When we took OCZ’s Vertex 3 SSD for a spin last month, there was no other way to sum up our thoughts than ‘blown-away’. How could such a drive get even better? With tweaked firmware and a doubling-up of NAND chips, of course. Let’s take a look at the Vertex 3 Max IOPS edition and see if its price premium is justified.

Page 5 – Synthetic: HD Tune Pro 4.6

Since we included a program designed to benchmark SSDs, we will include HD Tune as it benchmarks both hard disks and SSDs. Because the test drive houses the OS itself, HD Tune will not perform any write tests; we will have to be content with both the Read and Access times. HD Tune 4.6 added a new quick benchmark that we will include for users that wish to make a quick comparison with their own drives.
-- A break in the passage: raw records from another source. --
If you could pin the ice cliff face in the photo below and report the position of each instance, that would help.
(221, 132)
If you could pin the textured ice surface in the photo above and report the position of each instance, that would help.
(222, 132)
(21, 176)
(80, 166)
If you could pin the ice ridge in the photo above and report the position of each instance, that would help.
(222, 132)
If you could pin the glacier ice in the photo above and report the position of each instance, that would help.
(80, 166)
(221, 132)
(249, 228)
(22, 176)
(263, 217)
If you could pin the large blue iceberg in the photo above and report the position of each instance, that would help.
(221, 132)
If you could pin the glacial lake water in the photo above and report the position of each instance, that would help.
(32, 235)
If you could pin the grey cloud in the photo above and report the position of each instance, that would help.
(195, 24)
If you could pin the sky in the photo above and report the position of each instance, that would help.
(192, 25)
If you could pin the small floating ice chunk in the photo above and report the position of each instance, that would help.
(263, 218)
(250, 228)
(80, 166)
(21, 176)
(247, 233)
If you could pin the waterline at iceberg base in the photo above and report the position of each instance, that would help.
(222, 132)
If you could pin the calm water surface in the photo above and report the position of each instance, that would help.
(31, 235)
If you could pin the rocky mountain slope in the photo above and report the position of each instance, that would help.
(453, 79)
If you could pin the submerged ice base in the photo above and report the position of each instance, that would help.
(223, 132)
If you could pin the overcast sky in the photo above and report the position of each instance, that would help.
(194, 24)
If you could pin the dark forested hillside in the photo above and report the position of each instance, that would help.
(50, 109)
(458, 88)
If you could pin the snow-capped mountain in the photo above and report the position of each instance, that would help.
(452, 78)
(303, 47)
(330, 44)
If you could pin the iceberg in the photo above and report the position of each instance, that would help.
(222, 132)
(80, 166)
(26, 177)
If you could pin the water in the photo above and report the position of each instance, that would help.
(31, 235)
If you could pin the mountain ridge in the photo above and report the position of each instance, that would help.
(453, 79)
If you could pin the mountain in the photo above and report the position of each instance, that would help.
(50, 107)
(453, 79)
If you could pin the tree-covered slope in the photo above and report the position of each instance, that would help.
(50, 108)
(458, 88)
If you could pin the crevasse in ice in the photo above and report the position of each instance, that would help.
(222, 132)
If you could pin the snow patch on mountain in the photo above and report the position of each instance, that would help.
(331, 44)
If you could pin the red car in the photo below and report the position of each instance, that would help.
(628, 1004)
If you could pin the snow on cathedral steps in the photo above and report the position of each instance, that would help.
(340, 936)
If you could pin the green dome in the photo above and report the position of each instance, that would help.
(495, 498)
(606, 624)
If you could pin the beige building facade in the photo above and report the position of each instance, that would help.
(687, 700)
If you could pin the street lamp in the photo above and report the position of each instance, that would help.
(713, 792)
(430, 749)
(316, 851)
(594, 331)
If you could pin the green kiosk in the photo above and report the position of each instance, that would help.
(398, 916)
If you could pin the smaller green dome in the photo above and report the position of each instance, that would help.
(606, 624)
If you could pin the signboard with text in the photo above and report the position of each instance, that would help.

Our theory that the Max IOPS offering stronger read performance at the expense of a little write performance appears to be further verified here. The Max IOPS delivers much stronger read performance across the board, but is just barely edged out by the V3 in the random transfer test. Access times remain unchanged between each drive.

Part of what gives SSDs their mojo are in fact the access times. It requires 14.1ms for a typical HDD to service a 64KB read request. Almost any SSD can do the same in 0.1ms, giving the system 14 milliseconds to process and deliver the data to the end user. When requests start stacking up, such a small difference literally becomes exponential.